Envy, to qualify as envy, has to have a strong touch-of malice behind it. Malice that cannot speak its name, cold-blooded but secret hostility, impotent desire to have what the other seems to have. The weave, the shoes, the body, the fame, the Oscar award (oh come on you saw those little trolls when Lupita won) the job, the money.... all the things the other has, that you so wish to have.

But before we turn our collective gun-power to the trolls and those who let envy get the better of them - it's important we also take into account that these people are suffering and are in great pain. Yes - pity the envious troll. They live in tremendous pain. In his collection of essays on the Seven Deadly Sins, Joseph Epstein singles out envy as the most painful of those sins to experience. Those who have allowed the green monster to take up residence in their hearts deal with two things. The envious woman (usually, sadly, it's a woman) can’t change the way she or the other person looks. Secondly, because the envious one cannot acknowledge publicly how they feel, they have no way of sharing their pain or putting into words the depth of their deprivation - until they can do so “chini ya maji” on social media and even then, it's still an act of cowardice. For the truth is that envy, the green-eyed monster, wants to destroy what it cannot have. The “solution” to envy — the way to find relief from the suffering it causes if you can’t have what you envy for yourself — is to make the envied object less worthy of that emotion, by spoiling or destroying it. Aaaaah you say. Aha! I say right back - now you know.

So what is the answer? Instead of wishing for others' failure, we should practice what Buddhists call "mudita", or rejoicing in the good fortune of others. The way I put it is this. You cannot attract to yourself what you resent in another. If you desire success and prosperity and you pray for it every Sunday, then for heaven's sake celebrate it. You can't see it manifested and resent it - the message you send to the heaven's is "I hate success and prosperity". Go figure.

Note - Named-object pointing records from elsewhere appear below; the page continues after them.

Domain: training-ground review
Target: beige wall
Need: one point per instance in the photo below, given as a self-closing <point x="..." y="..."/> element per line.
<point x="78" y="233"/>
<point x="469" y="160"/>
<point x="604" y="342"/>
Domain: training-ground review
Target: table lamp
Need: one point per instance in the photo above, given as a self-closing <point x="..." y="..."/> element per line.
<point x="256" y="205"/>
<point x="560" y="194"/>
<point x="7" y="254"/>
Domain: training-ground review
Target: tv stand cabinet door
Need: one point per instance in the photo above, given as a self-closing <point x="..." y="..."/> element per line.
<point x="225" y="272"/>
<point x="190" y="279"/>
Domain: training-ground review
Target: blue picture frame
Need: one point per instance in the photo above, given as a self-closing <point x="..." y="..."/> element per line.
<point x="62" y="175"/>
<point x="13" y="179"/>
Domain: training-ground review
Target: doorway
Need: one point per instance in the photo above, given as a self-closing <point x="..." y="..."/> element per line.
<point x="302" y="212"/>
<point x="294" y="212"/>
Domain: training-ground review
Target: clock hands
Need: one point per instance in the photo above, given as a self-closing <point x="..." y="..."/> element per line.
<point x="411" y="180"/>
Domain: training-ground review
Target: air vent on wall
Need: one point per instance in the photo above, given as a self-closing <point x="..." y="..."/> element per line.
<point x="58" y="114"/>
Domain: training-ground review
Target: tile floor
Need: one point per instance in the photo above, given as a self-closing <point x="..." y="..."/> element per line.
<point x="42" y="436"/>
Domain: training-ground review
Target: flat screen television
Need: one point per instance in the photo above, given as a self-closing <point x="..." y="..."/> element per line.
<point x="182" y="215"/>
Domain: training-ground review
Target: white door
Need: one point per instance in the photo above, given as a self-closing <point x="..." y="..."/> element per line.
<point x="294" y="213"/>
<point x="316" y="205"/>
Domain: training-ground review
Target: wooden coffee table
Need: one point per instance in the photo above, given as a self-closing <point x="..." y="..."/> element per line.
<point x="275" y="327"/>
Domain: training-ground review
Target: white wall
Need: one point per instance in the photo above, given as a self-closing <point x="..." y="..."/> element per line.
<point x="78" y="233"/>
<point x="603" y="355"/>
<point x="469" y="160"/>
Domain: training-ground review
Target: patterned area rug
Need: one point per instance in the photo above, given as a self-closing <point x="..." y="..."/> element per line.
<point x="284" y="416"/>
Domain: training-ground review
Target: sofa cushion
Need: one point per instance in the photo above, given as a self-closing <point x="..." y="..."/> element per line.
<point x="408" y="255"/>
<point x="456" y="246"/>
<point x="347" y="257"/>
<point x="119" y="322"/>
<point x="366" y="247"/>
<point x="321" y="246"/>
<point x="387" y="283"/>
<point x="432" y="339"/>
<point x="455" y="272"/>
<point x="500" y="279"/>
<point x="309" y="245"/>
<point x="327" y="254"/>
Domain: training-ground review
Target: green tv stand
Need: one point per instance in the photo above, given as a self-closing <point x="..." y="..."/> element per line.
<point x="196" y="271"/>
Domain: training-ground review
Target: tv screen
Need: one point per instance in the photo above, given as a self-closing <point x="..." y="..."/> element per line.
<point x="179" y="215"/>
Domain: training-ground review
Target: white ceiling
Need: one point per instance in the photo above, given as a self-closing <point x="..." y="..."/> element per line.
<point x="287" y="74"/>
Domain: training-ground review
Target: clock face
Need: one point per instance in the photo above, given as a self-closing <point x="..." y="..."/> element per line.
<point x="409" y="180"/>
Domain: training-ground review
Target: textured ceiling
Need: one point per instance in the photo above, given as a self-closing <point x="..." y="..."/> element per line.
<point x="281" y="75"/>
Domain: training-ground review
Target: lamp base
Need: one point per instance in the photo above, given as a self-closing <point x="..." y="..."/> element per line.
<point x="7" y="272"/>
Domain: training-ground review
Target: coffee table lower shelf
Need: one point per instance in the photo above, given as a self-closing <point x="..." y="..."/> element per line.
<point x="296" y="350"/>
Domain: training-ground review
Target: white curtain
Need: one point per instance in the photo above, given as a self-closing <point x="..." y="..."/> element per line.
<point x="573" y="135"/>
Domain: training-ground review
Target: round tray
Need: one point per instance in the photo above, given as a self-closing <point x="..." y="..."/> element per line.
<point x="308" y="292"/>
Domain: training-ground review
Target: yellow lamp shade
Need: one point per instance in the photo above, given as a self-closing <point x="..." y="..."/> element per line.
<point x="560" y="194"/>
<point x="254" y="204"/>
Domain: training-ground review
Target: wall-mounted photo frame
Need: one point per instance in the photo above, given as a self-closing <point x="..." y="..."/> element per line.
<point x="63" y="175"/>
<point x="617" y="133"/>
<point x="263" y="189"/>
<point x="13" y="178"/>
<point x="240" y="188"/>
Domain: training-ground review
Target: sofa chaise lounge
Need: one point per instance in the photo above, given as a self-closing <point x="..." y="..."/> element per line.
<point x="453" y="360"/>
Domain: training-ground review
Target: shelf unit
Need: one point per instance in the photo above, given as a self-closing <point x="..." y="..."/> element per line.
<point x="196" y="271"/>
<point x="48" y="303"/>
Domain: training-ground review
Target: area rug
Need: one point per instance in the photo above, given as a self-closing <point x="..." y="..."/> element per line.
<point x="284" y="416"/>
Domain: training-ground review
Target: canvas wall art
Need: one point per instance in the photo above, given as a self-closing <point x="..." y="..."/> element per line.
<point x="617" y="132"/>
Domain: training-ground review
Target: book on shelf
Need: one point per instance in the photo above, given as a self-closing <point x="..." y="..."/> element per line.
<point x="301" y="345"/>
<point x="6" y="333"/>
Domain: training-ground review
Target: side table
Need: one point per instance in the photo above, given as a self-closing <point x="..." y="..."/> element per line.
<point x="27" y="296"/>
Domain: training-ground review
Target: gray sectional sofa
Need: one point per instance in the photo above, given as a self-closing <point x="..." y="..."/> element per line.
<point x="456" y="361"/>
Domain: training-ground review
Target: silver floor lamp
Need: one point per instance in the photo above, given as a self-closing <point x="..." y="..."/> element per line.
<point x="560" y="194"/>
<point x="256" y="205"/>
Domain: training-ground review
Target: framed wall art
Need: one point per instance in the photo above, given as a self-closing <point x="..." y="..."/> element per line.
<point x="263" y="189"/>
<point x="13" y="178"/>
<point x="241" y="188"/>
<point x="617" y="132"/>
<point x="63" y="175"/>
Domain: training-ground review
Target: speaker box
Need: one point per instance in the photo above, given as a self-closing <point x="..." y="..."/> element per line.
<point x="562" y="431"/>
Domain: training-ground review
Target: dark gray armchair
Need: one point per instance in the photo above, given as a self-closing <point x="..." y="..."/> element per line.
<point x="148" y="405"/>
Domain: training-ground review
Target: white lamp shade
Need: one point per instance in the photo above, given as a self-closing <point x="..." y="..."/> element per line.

Some advice from Barsulai’s article in The Daily Nation-To counter envy, try and achieve some of these things you so admire but will not dare to admit even to yourself. Do you want that expensive weave she has on? Buy yourself one. It is not a skinny woman’s fault that you are overweight.

Carlos Ruiz Zafón,is honest and ice-cold clear “Envy is the religion of the mediocre. It comforts them, it soothes their worries, and finally it rots their souls. Such people are convinced that the doors of heaven will be opened only to poor wretches like themselves who go through life without leaving any trace but their threadbare attempts to belittle others and to exclude - and destroy if possible - those who, by the simple fact of their existence, show up their own poorness of spirit, mind, and guts. Blessed be the one at whom the fools bark, because his soul will never belong to them.”

I decree and declare the green monster vanquished -ashindwe! It is not Linda Okello's fault that she has a nice butt - work on yours.